Ondanks het gebrek aan originaliteit in Asante’s belangrijkste werken, hebben zijn charisma en energie nieuw leven geblazen in de Egyptocentrische stroom van Afrocentrisme. Als voorzitter van het departement Afro-Amerikaanse Studies aan de Temple University in Philadelphia van 1984 tot 1996, ontwikkelde Asante een curriculum dat tientallen doctors heeft opgeleverd. Hij heeft gesproken op talrijke openbare evenementen en op meer dan honderd verschillende hogescholen en universiteiten. Asante heeft gelobbyd voor veranderingen in het leerplan van de Amerikaanse openbare scholen, met name op het gebied van Afro-Amerikaanse spraak en taal, of Ebonics. Asante is ook een productief schrijver geweest en heeft tientallen boeken en artikelen gepubliceerd. Afrocentricity is op grote schaal gelezen door mainstream geleerden, evenals door het bredere publiek. Hoewel velen kritiek hebben geuit op de teleologie en hagiografie die Asante’s benadering van het Afrocentrisme kenmerken, lijdt het weinig twijfel dat de energie en aandacht die hij aan het Afrocentrische paradigma heeft gegeven, een immense bijdrage hebben geleverd aan de wetenschap, door geleerden van allerlei pluimage te dwingen serieuzer te zijn in hun overwegingen over het Afrikaanse verleden. In dit opzicht overtreffen zijn bijdragen verre die van zijn intellectuele voorgangers in de negentiende eeuw, en zelfs die van Diop.
De misschien meest controversiële bijdrage aan deze nieuwe stroom van Afrocentrische wetenschap heeft betrekking op de kwestie van de invloed van Egypte op het oude Griekenland. Het idee van de “gestolen” Egyptische erfenis kreeg serieuze aandacht in de wetenschappelijke gemeenschap met de publicatie van Martin Bernal’s Black Athena (1987-1991).

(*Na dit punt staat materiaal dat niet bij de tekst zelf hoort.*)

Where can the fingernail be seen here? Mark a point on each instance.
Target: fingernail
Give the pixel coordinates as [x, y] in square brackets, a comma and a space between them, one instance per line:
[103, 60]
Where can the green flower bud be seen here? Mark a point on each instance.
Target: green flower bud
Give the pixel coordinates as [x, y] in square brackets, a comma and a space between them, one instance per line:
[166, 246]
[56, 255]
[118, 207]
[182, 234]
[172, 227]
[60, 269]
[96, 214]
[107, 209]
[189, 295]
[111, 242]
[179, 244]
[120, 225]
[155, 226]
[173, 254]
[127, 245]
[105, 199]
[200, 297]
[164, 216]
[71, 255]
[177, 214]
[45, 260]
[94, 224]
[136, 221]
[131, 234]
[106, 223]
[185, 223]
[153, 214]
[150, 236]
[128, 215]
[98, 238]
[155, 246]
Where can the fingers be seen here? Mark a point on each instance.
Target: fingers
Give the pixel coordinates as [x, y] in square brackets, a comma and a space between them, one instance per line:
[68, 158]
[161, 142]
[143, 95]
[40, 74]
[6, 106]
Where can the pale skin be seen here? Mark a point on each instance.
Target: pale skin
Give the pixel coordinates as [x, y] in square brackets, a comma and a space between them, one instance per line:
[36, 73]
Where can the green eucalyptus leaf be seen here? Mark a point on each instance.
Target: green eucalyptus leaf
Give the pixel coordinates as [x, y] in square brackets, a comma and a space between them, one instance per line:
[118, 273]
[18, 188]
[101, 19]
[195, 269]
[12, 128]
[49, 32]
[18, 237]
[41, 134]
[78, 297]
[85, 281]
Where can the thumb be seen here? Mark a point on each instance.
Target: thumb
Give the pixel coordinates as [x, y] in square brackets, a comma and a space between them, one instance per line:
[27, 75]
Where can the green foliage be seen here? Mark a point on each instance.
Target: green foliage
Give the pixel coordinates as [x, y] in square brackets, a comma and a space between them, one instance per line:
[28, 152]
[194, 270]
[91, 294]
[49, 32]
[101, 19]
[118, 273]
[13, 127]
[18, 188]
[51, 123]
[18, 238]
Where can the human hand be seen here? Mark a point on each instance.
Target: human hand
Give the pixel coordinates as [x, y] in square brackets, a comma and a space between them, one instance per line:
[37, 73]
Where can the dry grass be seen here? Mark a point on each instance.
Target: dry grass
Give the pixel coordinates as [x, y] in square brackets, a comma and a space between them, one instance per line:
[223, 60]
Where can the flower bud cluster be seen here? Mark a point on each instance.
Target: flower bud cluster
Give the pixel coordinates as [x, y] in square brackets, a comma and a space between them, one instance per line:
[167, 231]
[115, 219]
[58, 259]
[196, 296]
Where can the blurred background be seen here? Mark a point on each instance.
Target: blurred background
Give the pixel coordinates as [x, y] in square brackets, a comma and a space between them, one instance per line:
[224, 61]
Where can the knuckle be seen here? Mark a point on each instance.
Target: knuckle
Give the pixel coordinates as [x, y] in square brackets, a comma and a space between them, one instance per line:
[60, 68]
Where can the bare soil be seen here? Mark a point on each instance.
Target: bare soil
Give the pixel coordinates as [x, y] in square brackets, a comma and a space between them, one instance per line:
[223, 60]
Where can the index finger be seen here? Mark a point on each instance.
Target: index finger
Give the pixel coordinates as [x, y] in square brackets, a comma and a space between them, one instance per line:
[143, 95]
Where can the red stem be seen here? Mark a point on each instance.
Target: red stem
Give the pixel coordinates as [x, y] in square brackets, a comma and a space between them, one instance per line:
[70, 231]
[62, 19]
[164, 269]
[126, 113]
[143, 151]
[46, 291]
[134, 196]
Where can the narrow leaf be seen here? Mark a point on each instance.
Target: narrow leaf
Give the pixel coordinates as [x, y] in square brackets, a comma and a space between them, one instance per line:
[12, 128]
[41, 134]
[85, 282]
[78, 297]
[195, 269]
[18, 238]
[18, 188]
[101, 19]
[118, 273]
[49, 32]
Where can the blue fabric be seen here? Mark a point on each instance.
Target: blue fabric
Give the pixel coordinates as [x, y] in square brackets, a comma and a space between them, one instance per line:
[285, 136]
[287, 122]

Bernal’s boek werd een bliksemafleider voor controverses rond het Afrocentrisme en domineerde een groot deel van het debat. Bernal, een blanke professor aan de Cornell Universiteit, bracht argumenten naar voren die opvallend veel leken op die van vroegere Afro-Amerikaanse intellectuelen, zoals Marcus Garvey, Cheikh Anta Diop, en anderen. Kort gezegd betoogde Bernal dat de Grieken bij de opbouw van de Westerse beschaving schatplichtig waren aan Egyptische invloeden. Bernal ging echter nog een stap verder toen hij betoogde dat delen van de oude Griekse bevolking in feite afstamden van Egyptenaren die de regio koloniseerden. Hij toont aan dat tot aan het einde van de achttiende eeuw zelfs Europese geleerden de invloed van de Egyptenaren op Griekenland erkenden. Pas met de opkomst van pseudo-wetenschappelijk racisme werd dit “Oude Model” vervangen door het “Arische Model” dat het oude Griekenland als bijna geheel “blank” en Europees beschouwt.
Wat Bernal onderscheidde van de geleerden die hem voorgingen was zijn expertise in oude geschiedenis en talen, alsmede de rigoureuze methodologie die hij gebruikte bij het onderzoek van zijn boek. Evocatief en dramatisch in zijn weergave, is Zwarte Athena bekritiseerd door sommige classicisten omdat het te fantasierijk zou zijn in het gebruik van archeologisch en taalkundig bewijsmateriaal. Desondanks vinden andere geleerden van het oude Griekenland Bernal’s argumenten provocerend en overtuigend.
Helaas weigerden sommige van Bernal’s critici zijn onderzoek op zijn merites te beoordelen en gaven in plaats daarvan de voorkeur aan breedvoerige aanvallen. De belangrijkste onder deze critici was Mary Lefkowitz. Haar boek Not Out of Africa (1996) draagt op de stofomslag een buste van Socrates met een baseballpet van Malcolm X. De inhoud is niet minder subtiel. In plaats van te proberen de historische imperatieven te begrijpen die de beweringen over de zwartheid van Socrates of Cleopatra inspireren, weerlegt Lefkowitz zelfvoldaan alle beweringen dat de antieke wereld iets anders was dan “Arisch”. In haar hooghartige poging om de bewijsgrond voor Egyptische en Afrikaanse aanspraken op de antieke wereld te ontkrachten, werkt ze onbewust de marginalisatie en uitsluiting in de hand die deze onderzoeken in de hand hebben gewerkt.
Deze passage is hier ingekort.